I’ve got a builder for a husband. He works on houses all week long, and he takes good care of our house. When we bought our home one of the biggest concerns was keeping Portland’s winter rain out of our foundation. Every other house we lived in before buying ours leaked water through countless cracks, creating a yucky environment that became moldy. As I say to our 1 year old when she puts dirt in her mouth: that’s yucky. Luckily we have a strong foundation, and nothing yucky has happened.
The bedrock that holds up 200,000 pounds
The foundation of a house does more than hold a house above ground. It also keeps out moisture, insulates against the cold, and aids in resisting movement of the earth around it. In order for a foundation to withstand a barrage of grueling conditions, it needs to be rugged and indestructible, but also a bit pliable so that it can withstand changing elements.
Why all this talk about foundations? Because I’ve been thinking a lot about a brand identity, and its need for a solid, yet pliable, foundation. Like a house foundation, the brand look and feel of a business/organization needs to have its solid elements—for example its logo, colors, fonts, image selection—as well as its pliable elements.
Build a strong foundation
There are tried and true materials used when building a house foundation, such as concrete and steel reinforcements. It also needs to be specifically tailored to the house and its surrounding area. Every detail needs to be thorough: the framework must be set up perfectly and free of any gaps. If anything is neglected, or rushed, or not tailored to the house, than a foundation can fail.
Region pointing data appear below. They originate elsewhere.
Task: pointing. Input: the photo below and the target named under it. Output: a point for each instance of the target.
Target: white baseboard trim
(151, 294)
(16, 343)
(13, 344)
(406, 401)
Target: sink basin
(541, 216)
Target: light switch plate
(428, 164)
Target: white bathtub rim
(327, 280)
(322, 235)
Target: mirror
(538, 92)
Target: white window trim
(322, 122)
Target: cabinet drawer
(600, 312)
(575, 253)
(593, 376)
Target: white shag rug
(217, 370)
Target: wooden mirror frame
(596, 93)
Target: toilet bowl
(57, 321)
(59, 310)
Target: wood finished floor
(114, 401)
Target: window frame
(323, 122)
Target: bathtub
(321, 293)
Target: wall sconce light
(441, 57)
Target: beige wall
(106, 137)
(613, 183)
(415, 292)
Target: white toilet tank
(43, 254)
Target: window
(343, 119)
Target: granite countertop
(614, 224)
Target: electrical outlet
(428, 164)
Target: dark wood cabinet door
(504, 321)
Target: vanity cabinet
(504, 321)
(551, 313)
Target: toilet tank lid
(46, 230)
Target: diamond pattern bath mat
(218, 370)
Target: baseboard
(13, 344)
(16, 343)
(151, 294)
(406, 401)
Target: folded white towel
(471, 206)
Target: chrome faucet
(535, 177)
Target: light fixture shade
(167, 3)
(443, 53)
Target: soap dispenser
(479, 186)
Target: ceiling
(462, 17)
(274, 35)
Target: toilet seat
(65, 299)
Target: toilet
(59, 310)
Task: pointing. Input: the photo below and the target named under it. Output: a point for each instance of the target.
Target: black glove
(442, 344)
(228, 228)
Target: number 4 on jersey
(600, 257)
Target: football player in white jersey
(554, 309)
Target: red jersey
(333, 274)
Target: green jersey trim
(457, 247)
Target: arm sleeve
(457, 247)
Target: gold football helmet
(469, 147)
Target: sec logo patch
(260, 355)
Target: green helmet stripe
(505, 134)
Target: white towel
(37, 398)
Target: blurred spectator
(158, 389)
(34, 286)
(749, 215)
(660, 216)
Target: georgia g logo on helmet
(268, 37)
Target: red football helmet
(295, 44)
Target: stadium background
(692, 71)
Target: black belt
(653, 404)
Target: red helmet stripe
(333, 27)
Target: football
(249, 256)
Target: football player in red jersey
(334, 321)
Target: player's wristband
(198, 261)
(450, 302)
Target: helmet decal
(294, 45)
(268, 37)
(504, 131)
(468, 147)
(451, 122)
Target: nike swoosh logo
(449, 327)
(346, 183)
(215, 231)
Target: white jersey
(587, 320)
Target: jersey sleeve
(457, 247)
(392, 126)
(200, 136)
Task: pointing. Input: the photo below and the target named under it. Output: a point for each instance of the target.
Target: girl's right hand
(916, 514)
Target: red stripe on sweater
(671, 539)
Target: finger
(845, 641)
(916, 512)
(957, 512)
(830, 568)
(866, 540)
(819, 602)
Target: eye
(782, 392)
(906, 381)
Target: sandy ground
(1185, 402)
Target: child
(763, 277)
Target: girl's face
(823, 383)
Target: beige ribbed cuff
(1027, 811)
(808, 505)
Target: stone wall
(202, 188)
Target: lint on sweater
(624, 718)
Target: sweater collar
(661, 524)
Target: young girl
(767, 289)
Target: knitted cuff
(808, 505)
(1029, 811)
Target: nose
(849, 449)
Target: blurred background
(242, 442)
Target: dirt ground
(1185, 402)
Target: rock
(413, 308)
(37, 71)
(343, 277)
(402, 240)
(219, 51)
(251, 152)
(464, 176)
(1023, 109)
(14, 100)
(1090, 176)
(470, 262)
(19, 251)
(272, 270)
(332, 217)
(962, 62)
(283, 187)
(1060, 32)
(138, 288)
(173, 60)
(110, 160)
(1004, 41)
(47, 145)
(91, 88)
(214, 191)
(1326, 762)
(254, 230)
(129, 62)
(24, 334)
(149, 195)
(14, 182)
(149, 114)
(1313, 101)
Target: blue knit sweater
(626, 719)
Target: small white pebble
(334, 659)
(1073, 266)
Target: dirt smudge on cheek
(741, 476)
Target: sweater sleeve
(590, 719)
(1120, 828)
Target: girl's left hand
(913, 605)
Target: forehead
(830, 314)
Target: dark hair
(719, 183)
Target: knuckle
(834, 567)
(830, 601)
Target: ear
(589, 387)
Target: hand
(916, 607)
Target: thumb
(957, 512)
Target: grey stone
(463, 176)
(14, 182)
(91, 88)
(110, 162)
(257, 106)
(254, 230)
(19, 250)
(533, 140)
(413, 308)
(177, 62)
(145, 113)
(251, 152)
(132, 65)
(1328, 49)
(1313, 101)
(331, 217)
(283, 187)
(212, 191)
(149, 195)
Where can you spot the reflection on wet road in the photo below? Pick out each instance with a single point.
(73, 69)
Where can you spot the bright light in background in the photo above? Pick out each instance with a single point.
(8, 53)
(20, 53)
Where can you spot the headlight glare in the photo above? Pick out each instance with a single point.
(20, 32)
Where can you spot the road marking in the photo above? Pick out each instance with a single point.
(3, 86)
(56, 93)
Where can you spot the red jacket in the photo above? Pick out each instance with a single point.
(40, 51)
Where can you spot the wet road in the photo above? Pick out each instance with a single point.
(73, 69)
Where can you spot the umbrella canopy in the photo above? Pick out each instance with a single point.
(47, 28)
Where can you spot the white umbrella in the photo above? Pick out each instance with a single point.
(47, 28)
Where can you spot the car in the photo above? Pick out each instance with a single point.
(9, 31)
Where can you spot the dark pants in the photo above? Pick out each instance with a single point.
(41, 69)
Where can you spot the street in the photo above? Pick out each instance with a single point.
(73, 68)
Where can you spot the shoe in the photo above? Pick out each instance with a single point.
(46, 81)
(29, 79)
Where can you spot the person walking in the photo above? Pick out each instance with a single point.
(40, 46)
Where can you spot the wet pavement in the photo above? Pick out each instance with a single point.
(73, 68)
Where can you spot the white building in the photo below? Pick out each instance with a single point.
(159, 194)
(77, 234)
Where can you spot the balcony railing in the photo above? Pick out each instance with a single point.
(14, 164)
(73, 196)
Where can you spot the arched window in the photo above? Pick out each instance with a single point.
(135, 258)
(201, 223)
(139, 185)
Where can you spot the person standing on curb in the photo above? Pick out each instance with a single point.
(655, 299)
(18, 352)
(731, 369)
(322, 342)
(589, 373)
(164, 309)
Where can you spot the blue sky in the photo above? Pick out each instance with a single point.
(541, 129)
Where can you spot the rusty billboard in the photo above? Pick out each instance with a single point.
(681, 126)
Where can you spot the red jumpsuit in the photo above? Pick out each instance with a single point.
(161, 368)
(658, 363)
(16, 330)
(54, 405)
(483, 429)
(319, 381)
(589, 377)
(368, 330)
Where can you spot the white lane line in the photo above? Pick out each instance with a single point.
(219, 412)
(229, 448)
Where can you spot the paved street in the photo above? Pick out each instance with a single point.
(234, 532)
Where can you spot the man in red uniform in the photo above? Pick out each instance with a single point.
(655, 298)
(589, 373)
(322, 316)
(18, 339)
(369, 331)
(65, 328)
Who wants a 200,000 pound house sitting on a shoddy framework?
Same for a solid brand identity: logo, fonts, and colors. Sounds simple, and it really should be. When looking at a logo, or the typefaces, or color choices, these elements need to be chosen with utmost care and consideration of the organization’s mission.
How do you make this happen? Make sure your designer is starting with research and discovery first: asking questions, conducting interviews with key stakeholders, researching your audience.
Once your designer understands your organization, she’ll be able to design you a brand identity that is clean, clear, beautiful, and mission driven. Look for designers who create logos with 1 to 2 colors, with marks that are simple and nuanced. Also, it’s great to work with designers that know how to use typefaces well. When you look at a logo or a piece of collateral, you should see the overall look as seamless and pleasurable to look at — and, of course, legible.